The randomize statement is used to initialize the random number generator and should only be called once in your program before any use of the Rnd Function.  The Rnd function is used to generate the next "random" number in a sequence of pseudo-random numbers.  The Randomize statement sets the starting point of that sequence.

I've seen some code on these forums where people use the Randomize statement before each call to the Rnd function.  

```
'Incorrectly generate 10 random numbers
For i = 1 To 10
    Randomize
    NewNumber(i) = Rnd
Next i
```

The thinking here is that by picking a new starting point each time you can improve the randomness of the generator.  This is not true, in fact if you do this you will actually decrease the randomness of the numbers.

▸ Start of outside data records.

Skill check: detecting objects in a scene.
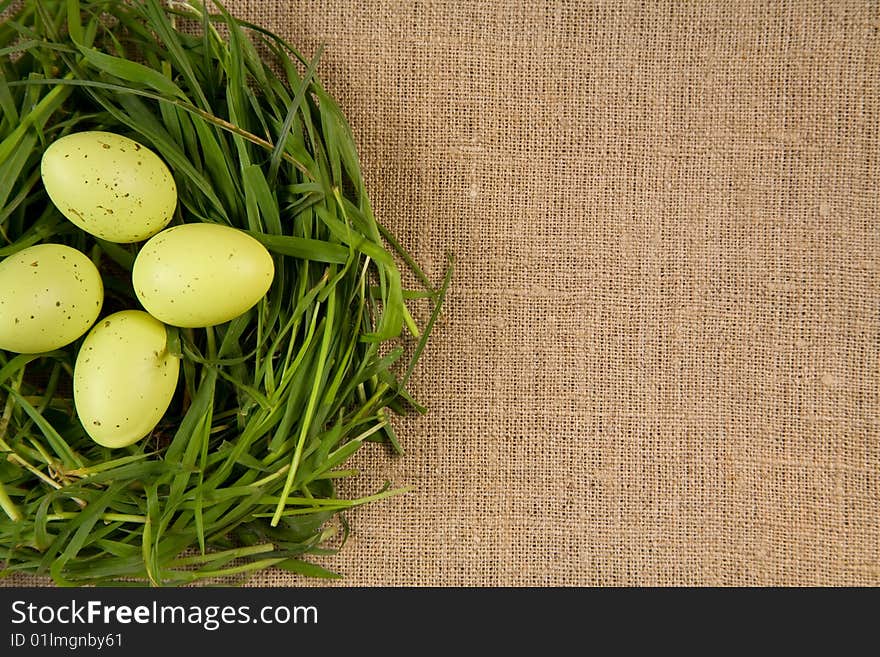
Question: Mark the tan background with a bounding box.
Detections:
[3,0,880,585]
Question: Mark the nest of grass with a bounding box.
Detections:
[0,0,451,585]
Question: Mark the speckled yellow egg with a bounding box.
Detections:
[0,244,104,354]
[73,310,180,447]
[132,223,275,328]
[41,131,177,243]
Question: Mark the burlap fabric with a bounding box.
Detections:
[3,0,880,586]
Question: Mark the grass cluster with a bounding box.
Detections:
[0,0,451,585]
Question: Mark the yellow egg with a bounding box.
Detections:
[0,244,104,354]
[132,223,275,328]
[73,310,180,447]
[41,131,177,243]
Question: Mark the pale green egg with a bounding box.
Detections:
[73,310,180,447]
[0,244,104,354]
[40,131,177,243]
[132,223,275,328]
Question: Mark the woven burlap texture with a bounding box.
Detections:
[3,0,880,586]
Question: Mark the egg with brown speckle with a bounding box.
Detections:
[40,131,177,243]
[73,310,180,447]
[131,223,275,328]
[0,244,104,354]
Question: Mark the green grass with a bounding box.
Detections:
[0,0,451,585]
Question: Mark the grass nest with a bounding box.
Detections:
[0,0,452,586]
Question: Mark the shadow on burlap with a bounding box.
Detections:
[3,0,880,586]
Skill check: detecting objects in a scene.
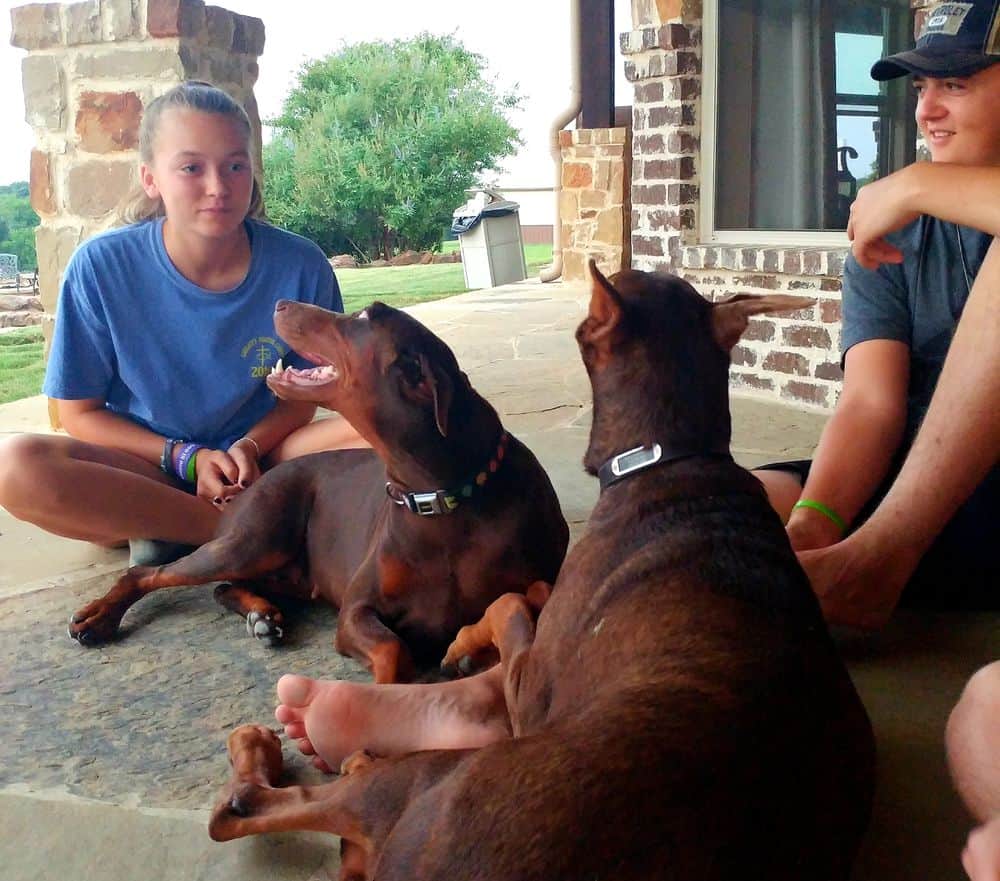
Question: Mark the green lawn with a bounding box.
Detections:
[337,242,552,312]
[0,327,45,404]
[0,242,552,404]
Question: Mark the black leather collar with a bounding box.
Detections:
[597,443,733,492]
[385,431,509,517]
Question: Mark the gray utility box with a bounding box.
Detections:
[452,201,528,289]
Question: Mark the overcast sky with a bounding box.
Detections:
[0,0,632,187]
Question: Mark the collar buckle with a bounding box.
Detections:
[611,443,663,478]
[403,489,455,517]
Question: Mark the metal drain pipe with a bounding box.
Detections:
[538,0,583,282]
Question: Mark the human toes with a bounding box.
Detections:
[277,673,319,708]
[274,713,306,740]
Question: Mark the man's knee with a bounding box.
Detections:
[945,661,1000,820]
[751,468,802,523]
[0,434,60,515]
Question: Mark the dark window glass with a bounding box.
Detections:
[715,0,916,230]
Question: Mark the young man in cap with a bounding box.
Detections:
[757,0,1000,627]
[758,0,1000,881]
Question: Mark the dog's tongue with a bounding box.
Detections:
[271,360,337,385]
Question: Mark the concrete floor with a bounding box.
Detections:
[0,282,1000,881]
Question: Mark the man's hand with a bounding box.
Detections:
[798,533,920,630]
[847,165,921,269]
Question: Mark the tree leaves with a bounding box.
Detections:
[264,34,520,259]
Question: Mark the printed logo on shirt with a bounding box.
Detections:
[240,336,288,379]
[918,3,973,39]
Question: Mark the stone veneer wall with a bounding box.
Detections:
[11,0,264,352]
[621,0,932,409]
[559,128,632,281]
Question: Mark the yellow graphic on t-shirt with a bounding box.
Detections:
[240,336,288,379]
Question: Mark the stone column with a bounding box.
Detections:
[559,127,632,281]
[11,0,264,368]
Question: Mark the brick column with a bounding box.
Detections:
[11,0,264,358]
[621,16,701,271]
[559,128,632,281]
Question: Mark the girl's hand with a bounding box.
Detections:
[195,447,243,511]
[229,436,260,489]
[847,164,922,269]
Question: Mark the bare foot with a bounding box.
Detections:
[274,666,510,771]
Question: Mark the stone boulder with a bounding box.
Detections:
[389,251,420,266]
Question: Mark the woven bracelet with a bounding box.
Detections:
[160,437,184,474]
[174,443,204,483]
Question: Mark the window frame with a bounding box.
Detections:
[698,0,916,249]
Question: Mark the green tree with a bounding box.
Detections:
[0,181,38,269]
[264,34,520,258]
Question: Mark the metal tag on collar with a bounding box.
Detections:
[611,444,663,477]
[403,490,454,517]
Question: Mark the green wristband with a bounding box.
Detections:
[185,447,202,483]
[792,499,847,534]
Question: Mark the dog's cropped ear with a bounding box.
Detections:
[712,294,816,352]
[417,352,454,437]
[581,258,622,343]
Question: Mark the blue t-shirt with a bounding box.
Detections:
[841,215,993,450]
[43,218,343,449]
[842,216,1000,609]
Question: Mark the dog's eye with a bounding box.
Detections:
[396,355,423,385]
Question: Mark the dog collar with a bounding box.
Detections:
[597,443,732,492]
[385,431,509,517]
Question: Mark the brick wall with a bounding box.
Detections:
[620,0,932,409]
[11,0,264,350]
[559,128,631,281]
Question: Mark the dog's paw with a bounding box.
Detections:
[67,600,121,646]
[441,655,479,679]
[246,612,285,646]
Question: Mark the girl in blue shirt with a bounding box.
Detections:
[0,82,356,544]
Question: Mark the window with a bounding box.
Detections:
[701,0,916,245]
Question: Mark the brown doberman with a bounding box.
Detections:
[209,263,874,881]
[70,301,569,682]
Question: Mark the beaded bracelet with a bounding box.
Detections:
[174,443,205,483]
[160,437,184,474]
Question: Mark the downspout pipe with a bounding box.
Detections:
[538,0,583,282]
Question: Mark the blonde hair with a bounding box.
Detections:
[113,80,264,225]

The correct use of the function is to move the Randomize statement outside of the loop

```
'Correct generation of 10 random numbers
Randomize
For i = 1 To 10
    NewNumber(i) = Rnd
Next i
```

Using both methods, let's generate a large quantity (15 million) of random numbers between 1 and 1000 and count how many times each number is generated.  If the numbers are truly random, each "bin" will have close to the same number of counts in it.  A generator that is flawed will show a preference for certain bins.

Following is a simple piece of code that tests both of the above methods by generating numbers, putting them into bins and plotting the results on MSChart objects.  First, here are the results:



Notice the difference between the two plots.  The "incorrect" method does not evenly generate the random numbers as well as the correct method does.

*Conclusion:*
Call the Randomize Function only once at the beginning of you program before any call to the Rnd function is made.  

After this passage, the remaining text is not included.